Under rare circumstances this error might occur when you configure IP customization or an in-guest callout for the virtual machine and the recovery site cluster is in fully-automated DRS mode. An unexpected vMotion might cause a temporary communication failure with the virtual machine, resulting in the customization script error.
Workaround: Rerun the recovery plan. If the error persists, configure the recovery site cluster DRS to manual mode and rerun the recovery plan.
- Recovery fails with
Error creating test bubble image for group ... The detailed exception is
Error while getting host mounts for datastore:managed-object-id... or
The object has already been deleted or has not been completely created.

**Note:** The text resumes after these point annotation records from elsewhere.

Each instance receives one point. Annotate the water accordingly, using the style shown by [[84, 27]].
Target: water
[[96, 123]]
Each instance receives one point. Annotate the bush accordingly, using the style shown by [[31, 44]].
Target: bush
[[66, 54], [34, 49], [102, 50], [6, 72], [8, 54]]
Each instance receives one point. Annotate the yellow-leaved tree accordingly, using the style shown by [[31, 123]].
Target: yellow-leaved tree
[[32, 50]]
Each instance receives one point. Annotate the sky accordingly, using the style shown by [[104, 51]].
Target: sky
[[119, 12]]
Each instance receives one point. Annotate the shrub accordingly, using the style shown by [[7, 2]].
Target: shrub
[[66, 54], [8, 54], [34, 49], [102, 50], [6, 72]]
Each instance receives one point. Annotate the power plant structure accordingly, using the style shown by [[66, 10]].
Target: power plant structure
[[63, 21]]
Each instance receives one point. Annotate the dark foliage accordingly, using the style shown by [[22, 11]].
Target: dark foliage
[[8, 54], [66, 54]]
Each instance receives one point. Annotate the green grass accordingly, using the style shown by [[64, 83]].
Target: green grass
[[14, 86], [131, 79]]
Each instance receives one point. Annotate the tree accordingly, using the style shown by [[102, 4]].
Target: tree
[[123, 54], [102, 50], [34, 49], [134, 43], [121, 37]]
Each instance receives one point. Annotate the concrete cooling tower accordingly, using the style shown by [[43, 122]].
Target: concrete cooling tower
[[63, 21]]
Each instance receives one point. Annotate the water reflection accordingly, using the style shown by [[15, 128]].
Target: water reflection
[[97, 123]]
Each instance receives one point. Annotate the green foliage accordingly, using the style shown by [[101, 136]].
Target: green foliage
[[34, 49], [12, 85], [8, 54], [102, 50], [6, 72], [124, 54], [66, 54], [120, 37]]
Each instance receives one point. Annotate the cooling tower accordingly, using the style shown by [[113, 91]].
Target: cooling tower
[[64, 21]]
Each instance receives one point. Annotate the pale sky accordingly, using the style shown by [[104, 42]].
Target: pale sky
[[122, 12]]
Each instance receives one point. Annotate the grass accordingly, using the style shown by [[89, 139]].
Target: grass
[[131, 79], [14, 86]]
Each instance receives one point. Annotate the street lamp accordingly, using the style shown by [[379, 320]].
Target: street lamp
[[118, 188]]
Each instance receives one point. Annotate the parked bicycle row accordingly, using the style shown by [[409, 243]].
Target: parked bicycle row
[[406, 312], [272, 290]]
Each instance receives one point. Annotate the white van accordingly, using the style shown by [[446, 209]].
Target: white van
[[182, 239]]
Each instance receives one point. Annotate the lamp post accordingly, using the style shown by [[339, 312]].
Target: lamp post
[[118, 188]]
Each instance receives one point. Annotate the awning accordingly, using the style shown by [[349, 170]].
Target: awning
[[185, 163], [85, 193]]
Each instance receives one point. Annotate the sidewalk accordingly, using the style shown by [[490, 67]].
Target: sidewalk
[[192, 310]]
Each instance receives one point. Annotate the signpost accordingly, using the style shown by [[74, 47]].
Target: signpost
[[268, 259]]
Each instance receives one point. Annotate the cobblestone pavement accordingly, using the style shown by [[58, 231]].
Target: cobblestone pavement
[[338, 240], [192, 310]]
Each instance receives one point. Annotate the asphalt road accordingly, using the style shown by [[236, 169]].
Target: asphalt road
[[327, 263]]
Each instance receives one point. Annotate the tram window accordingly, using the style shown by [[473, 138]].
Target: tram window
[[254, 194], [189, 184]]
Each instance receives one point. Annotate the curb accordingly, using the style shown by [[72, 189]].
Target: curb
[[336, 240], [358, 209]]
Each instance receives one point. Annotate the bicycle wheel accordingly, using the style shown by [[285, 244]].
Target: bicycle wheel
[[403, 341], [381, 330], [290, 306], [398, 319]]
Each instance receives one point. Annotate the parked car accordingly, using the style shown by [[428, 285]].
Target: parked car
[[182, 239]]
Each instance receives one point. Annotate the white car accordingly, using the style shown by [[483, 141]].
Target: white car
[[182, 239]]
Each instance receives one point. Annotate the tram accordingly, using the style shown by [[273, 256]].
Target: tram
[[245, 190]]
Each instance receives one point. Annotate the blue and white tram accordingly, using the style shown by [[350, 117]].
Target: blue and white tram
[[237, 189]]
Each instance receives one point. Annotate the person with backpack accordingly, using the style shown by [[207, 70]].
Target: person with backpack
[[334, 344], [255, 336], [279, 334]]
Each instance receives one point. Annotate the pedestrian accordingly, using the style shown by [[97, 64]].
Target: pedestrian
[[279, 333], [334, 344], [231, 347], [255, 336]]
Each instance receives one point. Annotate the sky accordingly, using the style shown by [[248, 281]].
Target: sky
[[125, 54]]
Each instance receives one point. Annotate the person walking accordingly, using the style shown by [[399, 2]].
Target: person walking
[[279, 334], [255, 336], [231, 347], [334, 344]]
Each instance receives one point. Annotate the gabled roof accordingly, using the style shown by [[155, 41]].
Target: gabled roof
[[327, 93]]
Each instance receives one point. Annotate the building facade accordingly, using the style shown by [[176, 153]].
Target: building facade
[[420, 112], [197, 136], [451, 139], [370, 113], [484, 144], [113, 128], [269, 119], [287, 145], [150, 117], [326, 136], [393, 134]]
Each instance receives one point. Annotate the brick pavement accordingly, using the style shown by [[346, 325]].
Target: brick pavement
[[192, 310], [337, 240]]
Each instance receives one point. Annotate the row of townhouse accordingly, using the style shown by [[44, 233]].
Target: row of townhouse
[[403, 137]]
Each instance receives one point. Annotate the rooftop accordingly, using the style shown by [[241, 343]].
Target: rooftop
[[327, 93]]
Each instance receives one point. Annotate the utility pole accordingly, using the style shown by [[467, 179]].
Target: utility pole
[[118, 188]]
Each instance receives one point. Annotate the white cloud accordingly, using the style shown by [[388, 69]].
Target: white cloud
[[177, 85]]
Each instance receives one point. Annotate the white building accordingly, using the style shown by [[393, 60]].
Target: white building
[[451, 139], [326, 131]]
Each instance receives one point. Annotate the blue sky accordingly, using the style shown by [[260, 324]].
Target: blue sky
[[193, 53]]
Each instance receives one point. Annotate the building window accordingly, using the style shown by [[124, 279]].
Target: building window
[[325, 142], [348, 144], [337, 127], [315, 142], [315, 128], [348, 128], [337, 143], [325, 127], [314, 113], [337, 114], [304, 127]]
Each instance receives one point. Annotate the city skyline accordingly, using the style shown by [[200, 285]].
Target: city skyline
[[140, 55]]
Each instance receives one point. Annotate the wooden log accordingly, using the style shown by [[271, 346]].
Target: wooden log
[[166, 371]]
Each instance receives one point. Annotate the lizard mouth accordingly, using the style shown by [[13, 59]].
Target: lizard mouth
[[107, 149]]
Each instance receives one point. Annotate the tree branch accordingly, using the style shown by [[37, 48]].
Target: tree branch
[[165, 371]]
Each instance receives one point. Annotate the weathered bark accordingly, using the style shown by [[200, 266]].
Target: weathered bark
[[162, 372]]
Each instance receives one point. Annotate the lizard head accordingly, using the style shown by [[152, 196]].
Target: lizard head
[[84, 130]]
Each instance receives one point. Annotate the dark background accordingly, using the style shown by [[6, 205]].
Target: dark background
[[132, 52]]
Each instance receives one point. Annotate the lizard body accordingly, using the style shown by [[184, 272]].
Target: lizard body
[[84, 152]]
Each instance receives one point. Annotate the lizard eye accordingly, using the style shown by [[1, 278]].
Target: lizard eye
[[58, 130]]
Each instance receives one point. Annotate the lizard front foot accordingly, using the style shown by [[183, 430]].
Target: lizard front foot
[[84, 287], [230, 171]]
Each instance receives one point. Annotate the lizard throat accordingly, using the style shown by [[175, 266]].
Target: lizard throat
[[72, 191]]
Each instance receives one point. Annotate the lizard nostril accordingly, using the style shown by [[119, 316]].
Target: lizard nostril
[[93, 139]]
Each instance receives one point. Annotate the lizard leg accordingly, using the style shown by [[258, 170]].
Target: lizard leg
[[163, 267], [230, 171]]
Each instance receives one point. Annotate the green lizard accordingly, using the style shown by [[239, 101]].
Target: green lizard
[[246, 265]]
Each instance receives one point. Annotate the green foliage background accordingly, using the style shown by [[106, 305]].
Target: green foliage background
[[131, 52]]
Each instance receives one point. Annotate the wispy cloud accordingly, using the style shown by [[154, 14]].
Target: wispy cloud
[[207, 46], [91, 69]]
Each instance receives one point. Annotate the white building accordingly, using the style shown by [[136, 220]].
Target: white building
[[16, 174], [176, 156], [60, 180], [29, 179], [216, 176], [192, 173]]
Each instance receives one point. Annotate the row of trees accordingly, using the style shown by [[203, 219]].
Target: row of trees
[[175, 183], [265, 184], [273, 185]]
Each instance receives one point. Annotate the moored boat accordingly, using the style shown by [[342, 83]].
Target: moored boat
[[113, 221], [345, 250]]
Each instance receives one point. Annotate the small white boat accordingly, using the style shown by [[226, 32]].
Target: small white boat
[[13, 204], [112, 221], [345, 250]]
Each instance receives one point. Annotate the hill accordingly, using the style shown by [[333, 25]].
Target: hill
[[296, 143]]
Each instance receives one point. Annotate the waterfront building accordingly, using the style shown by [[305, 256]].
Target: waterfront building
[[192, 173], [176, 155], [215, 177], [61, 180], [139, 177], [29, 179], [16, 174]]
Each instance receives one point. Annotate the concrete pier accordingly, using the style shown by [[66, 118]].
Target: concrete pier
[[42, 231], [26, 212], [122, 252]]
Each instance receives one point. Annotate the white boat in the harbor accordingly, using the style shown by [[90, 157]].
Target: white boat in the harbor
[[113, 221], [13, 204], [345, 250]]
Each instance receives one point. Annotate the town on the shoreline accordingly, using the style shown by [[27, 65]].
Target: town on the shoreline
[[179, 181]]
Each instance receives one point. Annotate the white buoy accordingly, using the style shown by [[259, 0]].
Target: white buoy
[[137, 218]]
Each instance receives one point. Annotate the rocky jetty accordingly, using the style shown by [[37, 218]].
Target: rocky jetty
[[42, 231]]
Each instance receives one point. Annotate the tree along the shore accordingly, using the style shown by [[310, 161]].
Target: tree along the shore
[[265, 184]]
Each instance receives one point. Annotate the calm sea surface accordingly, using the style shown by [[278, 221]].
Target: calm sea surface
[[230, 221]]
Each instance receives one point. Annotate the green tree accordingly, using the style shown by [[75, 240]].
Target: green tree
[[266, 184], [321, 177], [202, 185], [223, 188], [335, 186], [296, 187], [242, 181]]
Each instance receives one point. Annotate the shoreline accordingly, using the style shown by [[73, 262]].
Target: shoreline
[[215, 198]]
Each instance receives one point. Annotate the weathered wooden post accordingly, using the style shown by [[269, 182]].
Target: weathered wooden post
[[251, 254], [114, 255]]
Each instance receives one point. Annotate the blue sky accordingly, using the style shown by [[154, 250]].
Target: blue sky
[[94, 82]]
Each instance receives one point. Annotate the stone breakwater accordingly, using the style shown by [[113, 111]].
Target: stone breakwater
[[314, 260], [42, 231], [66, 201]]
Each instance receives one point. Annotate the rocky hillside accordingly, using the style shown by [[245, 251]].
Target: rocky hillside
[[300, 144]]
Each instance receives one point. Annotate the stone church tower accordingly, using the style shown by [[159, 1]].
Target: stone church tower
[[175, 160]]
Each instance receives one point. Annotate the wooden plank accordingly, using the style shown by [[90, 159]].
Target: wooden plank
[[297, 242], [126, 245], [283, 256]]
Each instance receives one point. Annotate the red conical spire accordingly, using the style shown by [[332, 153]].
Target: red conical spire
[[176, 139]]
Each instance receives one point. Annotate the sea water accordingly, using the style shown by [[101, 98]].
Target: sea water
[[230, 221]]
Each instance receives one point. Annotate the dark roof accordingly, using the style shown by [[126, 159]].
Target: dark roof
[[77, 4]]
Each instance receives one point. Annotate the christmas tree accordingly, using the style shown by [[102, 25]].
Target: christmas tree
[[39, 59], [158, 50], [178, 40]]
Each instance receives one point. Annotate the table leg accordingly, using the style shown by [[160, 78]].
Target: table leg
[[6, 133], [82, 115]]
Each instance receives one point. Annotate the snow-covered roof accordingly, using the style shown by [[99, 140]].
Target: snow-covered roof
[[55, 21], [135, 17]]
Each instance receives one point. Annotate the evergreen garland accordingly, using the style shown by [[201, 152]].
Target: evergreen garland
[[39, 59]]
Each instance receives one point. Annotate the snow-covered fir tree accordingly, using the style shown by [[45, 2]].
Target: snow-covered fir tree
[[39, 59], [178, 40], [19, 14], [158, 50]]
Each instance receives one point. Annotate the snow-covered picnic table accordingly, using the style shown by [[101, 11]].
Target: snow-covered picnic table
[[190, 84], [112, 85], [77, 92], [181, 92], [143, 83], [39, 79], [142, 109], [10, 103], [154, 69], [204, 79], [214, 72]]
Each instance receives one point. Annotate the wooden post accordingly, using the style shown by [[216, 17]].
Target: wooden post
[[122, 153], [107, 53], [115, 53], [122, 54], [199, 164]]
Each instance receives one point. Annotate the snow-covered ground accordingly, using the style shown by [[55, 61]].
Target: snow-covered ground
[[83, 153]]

If you run a test recovery or a planned recovery and the recovery plan fails with the specific exception, the LUN used for storing replication data has been temporarily disconnected from ESXi. When reconnected, replication continues as normal and no replication data is lost. The exception occurs during these scenarios:
- vSphere Replication cannot locate the LUN as the LUN has changed its internal ID.
- The target datastore internal ID changes when the host containing the target datastore is removed from vCenter inventory and later added.
You must manually reconfigure the replication to refresh the new ID.
Workaround: If the primary site is no longer available, contact VMware Support for instructions on manually updating the VRMS database with the new datastore managed object id. If the primary site is still available:
- Run a cleanup operation on the recovery plan that failed.
- In the Virtual Machines tab of the vSphere Replication view, right-click a virtual machine and select Configure Replication.
- Click Next, and click Browse to change the location of the files on the datastore that has been disconnected and then reconnected, and select the same datastore and folder locations as before.
- Reuse the existing disks and reconfigure the replication of the virtual machine. The vSphere Replication management server picks up the changed datastore identity (managed object ID) in vCenter Server.
- Wait for the initial sync to finish. This sync uses existing disks and checks for data consistency.